XLSR-Mamba: Efficient Speech Modeling

Updated 22 February 2026

XLSR-Mamba model is a family of speech sequence models that combines multilingual self-supervised encoders (wav2vec 2.0 XLS-R) with state-space and Mamba-based backbones to capture long-range temporal dependencies.
It employs dual-column bidirectional processing and hybrid SSM-attention architectures, achieving superior spoofing detection performance with faster inference than traditional transformer models.
Its integration with multilingual pre-training, innovative data augmentation, and tailored loss functions enables efficient, robust speech processing across diverse applications.

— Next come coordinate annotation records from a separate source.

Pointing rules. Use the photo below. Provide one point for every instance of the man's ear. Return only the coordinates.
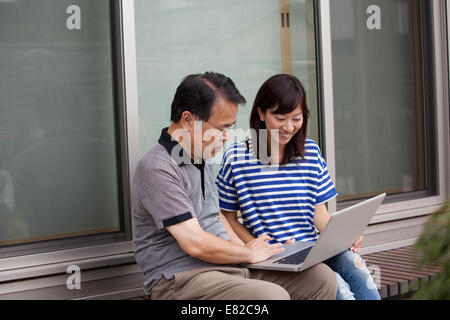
(261, 114)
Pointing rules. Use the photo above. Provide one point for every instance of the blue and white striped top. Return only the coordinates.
(275, 200)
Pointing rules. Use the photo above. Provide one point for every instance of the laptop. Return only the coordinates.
(342, 230)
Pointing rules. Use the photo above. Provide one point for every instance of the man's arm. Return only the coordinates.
(205, 246)
(238, 229)
(233, 236)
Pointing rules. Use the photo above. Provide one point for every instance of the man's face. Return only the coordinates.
(210, 136)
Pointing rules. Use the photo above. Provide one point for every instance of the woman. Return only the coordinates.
(285, 198)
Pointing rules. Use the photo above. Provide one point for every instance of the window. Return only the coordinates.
(60, 169)
(249, 41)
(383, 98)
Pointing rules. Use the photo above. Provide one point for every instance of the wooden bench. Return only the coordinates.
(399, 277)
(398, 272)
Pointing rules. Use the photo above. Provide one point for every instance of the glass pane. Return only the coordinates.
(379, 109)
(57, 161)
(244, 40)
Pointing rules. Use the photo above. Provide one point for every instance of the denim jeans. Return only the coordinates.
(353, 277)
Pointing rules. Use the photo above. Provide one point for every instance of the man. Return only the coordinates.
(183, 244)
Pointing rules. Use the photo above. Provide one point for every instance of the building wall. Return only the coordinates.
(93, 85)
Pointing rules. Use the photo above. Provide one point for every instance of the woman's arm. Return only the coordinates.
(236, 227)
(321, 217)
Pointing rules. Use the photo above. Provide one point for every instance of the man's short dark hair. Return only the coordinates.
(198, 92)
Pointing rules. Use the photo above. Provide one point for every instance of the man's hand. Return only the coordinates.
(262, 250)
(356, 247)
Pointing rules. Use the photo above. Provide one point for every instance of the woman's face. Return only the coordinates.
(287, 124)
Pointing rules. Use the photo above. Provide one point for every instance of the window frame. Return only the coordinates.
(53, 257)
(396, 207)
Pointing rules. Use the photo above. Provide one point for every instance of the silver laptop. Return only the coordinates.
(342, 230)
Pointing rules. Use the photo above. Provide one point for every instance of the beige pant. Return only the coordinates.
(226, 283)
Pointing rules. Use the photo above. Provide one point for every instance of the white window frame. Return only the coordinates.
(56, 262)
(408, 208)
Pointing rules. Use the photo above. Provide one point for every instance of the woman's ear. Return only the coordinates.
(261, 114)
(187, 120)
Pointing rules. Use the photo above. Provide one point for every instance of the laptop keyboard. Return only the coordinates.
(295, 258)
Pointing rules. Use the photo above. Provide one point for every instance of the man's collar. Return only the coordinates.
(175, 150)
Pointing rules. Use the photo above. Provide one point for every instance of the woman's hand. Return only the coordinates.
(291, 241)
(356, 247)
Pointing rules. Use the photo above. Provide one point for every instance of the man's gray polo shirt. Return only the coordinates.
(166, 193)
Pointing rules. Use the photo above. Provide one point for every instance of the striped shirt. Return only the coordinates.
(277, 200)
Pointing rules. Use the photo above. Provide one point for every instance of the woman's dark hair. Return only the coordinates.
(198, 92)
(285, 92)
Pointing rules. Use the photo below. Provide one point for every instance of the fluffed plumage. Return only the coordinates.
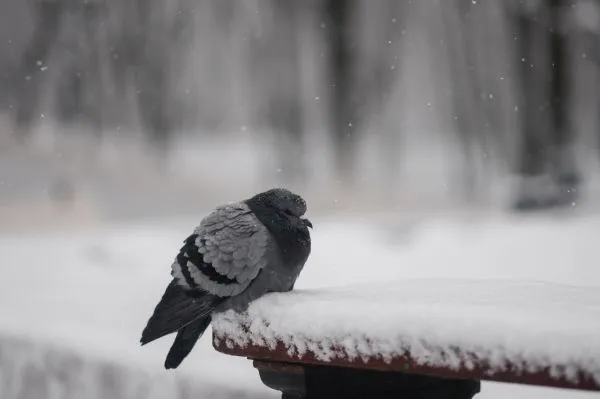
(238, 253)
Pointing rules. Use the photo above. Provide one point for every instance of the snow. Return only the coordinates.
(501, 322)
(89, 292)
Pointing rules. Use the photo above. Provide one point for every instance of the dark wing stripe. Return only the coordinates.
(189, 252)
(182, 260)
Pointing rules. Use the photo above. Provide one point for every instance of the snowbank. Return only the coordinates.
(87, 294)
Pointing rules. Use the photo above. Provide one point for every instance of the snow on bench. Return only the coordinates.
(513, 331)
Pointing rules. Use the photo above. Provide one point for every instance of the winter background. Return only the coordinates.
(429, 140)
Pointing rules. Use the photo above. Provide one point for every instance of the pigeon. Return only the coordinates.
(239, 252)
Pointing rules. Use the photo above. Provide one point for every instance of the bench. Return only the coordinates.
(423, 338)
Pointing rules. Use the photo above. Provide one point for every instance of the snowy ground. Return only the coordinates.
(88, 293)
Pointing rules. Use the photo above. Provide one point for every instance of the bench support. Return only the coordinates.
(304, 381)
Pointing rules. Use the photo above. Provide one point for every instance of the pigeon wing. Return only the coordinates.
(225, 253)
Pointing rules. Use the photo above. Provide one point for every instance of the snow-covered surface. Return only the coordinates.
(90, 292)
(436, 321)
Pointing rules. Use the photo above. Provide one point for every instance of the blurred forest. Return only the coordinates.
(509, 88)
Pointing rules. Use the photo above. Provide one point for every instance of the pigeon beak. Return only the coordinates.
(307, 223)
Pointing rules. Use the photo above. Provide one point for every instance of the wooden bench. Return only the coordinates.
(436, 338)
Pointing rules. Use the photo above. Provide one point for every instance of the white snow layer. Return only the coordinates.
(88, 294)
(500, 322)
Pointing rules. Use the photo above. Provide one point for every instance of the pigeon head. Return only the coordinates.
(281, 207)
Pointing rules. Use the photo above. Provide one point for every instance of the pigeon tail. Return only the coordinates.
(177, 309)
(184, 342)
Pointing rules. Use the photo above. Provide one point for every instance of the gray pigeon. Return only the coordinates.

XLSR-Mamba model refers to a family of speech sequence models that integrate a multilingual self-supervised encoder (XLSR, typically wav2vec 2.0 XLS-R) with state-space and Mamba-based backbones to efficiently capture long-range temporal dependencies for tasks such as spoofing attack and audio deepfake detection. The main instantiations include XLSR-Mamba—featuring a Dual-Column Bidirectional Mamba (BiMamba) state-space network—and the more recent XLSR-MamBo, a modular framework that hybridizes Mamba-style SSMs and attention mechanisms. Both serve as high-performance, computationally efficient alternatives to traditional transformer architectures in challenging speech-processing scenarios (Xiao et al., 2024, Ng et al., 6 Jan 2026, Miyazaki et al., 2024).

1. Architectural Foundation

The canonical XLSR-Mamba pipeline processes input speech in the following sequence:

Input: Raw waveform audio, typically sampled at 16 kHz.
XLSR (wav2vec 2.0 XLS-R) Feature Extraction: A convolutional front end maps the input to a $\tfrac{N}{320} \times C$ feature map ( $C=1024$ ), followed by 24 transformer encoder layers, yielding contextualized embeddings of size $T \times C$ .
Linear Projection: A fully connected projection reduces the embedding size from $\mathbb{R}^C$ to $\mathbb{R}^D$ (typical $D=144$ ), resulting in the sequence $X = [x_1, \dots, x_T]$ , $x_t \in \mathbb{R}^D$ .
BiMamba Backbone: The projected sequence is processed through $L=12$ stacked Bidirectional Mamba (BiMamba) layers, each implementing a dual-column structure to capture both forward and backward temporal dependencies.
Pooling & Classification: Mean pooling across temporal dimension, then a linear classifier predicts class labels (bonafide or spoof).
Data Augmentation: RawBoost is applied to input waveforms during training to enhance generalization (Xiao et al., 2024).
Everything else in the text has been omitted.